Take for example, a system to detect whether or not a box has been opened using a light sensor. I would hard code the threshold, and it would work well at my place because its bright throughout the day. Now suppose I take it to another location where the lighting is not as optimal. The threshold will naturally change, but my code will not be able to adapt to this change without updating the firmware, which is a real problem with a system installed in an inaccessible location. But, if the system were able to adapt to the new lighting conditions, it would be able to determine its own threshold for the same.

I've faced this problem a few times, mainly while determining my threshold based on time series data. A different set of environmental parameters call for a new threshold. What these parameters might be is different for every application, so my initial idea of calculating a complex mathematical inclusion which would be expected to include subjective terms such as location was laughable. And all for segregating my data into two parts?
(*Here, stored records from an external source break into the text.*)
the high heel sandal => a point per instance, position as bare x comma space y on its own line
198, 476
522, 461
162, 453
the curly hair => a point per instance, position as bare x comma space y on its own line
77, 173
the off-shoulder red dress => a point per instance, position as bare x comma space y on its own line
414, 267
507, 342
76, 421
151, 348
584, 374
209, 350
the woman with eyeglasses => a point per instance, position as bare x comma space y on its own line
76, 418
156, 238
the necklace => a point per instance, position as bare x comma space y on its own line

That would be like buying an airliner to get to my local grocery store.

After taking a class on statistics, the intuitive value of statistical analysis for my data led me to come up with this small, rather easy algorithm for automatic generation of thresholds for time series data generated by my systems. Obviously, there are some assumptions here.

- The two groups to be distinguished are mutually exclusive.
- The sampling rate of the algorithm is much slower than the slope of the system.
- The algorithm, hence will not be used for data logging or frequency analysis
- There at least two known values for the algorithm to run.
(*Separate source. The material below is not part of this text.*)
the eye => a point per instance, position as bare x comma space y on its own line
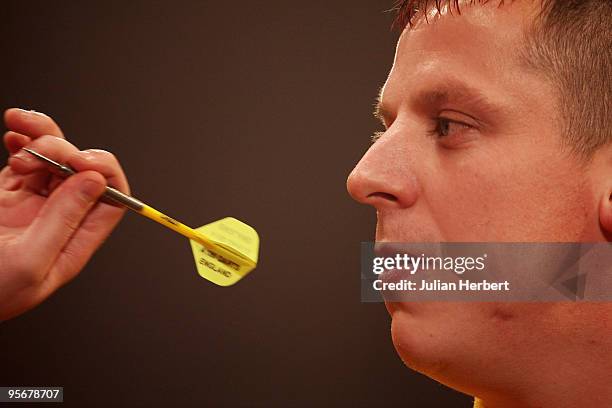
376, 136
447, 127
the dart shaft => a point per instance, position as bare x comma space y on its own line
138, 206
The algorithm is as follows

Required packages : Numpy, Random, Matplotlib.pyplot

- Store sensor values in an array

Thresholding function :

- Sort the array in ascending order
- Get sequential difference by calculating difference between consecutive elements of ascending order array.(Store these values in an array as well) Let's call this array A.
- Similarly, get a sequential difference array of the sequential difference array (A) calculated in step 2, let's call it B
- Select the
**second largest**value in B, and multiply it by two. This is your*threshold for parameter for grouping*. This will ensure that your groups aren't too close together. - Select the element in sequential difference array (A) with the largest value. This element corresponds to the difference between the largest value in the 'OFF' group, ie
**lower threshold**and the smallest value in the 'ON' group, ie the**higher threshold**, and gives you the difference between the two groups. Let's call this M. - Generate the dynamic threshold by dividing M by 2 and adding the value of the lower threshold to get your actual dynamic threshold.
- Plot the graph.

Add time series data to input array (separate function):When your system senses a new value of light intensity (or your selected conditions);

- Append the value of light intensity to the input array
- Check the new value(NV) for the following conditions:
- NV > Highest value in entire input array
- NV < Lowest value in entire input array
- Lower Threshold < NV < Higher threshold

- If any of these conditions are true, call dynamic threshold function()
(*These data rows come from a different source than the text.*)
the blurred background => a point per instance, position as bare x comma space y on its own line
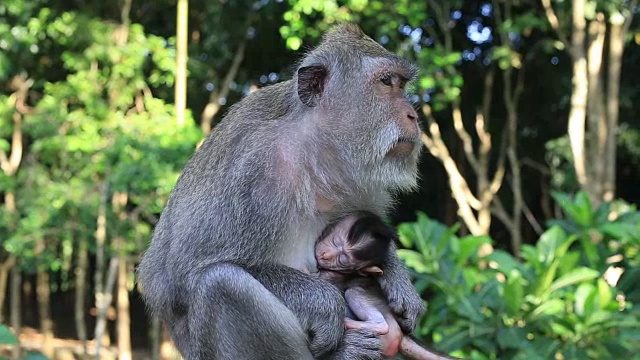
523, 237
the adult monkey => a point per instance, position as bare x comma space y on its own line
249, 206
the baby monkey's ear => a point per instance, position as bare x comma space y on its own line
370, 270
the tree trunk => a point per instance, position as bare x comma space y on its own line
81, 289
101, 238
596, 128
155, 330
123, 325
5, 267
182, 18
616, 50
577, 114
43, 292
101, 334
16, 308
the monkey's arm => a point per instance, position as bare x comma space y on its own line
400, 293
363, 306
415, 351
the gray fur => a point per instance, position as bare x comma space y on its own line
225, 266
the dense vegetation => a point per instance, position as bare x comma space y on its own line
532, 150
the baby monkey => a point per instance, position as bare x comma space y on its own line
350, 253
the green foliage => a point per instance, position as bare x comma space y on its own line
99, 122
551, 303
8, 338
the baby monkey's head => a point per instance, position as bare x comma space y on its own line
358, 242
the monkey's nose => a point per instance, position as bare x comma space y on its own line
411, 114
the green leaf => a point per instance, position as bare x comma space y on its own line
413, 260
550, 307
514, 292
35, 356
584, 299
7, 337
506, 262
577, 276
The resultant graphs look as follows. The first one is using the priory set of input data, and the second and third ones are after appending randomly generated values to the input dataset in two separate iterations.

As with all algorithms, this one does have its own set of drawbacks which are primarily illustrated by the assumptions made.

- This algorithm cannot be used for data logging and auto classification unless the algorithm selects data at a defined interval from the array of logged values.
- If the sampling rate of the algorithm is higher than the time required for the sensor to become stable, the algorithm will not be able to distinctly group the values because consecutive difference values are going to be very similar.

In the future, I plan to get rid of these drawbacks by introducing a more sophisticated and inclusive method of statistical classification.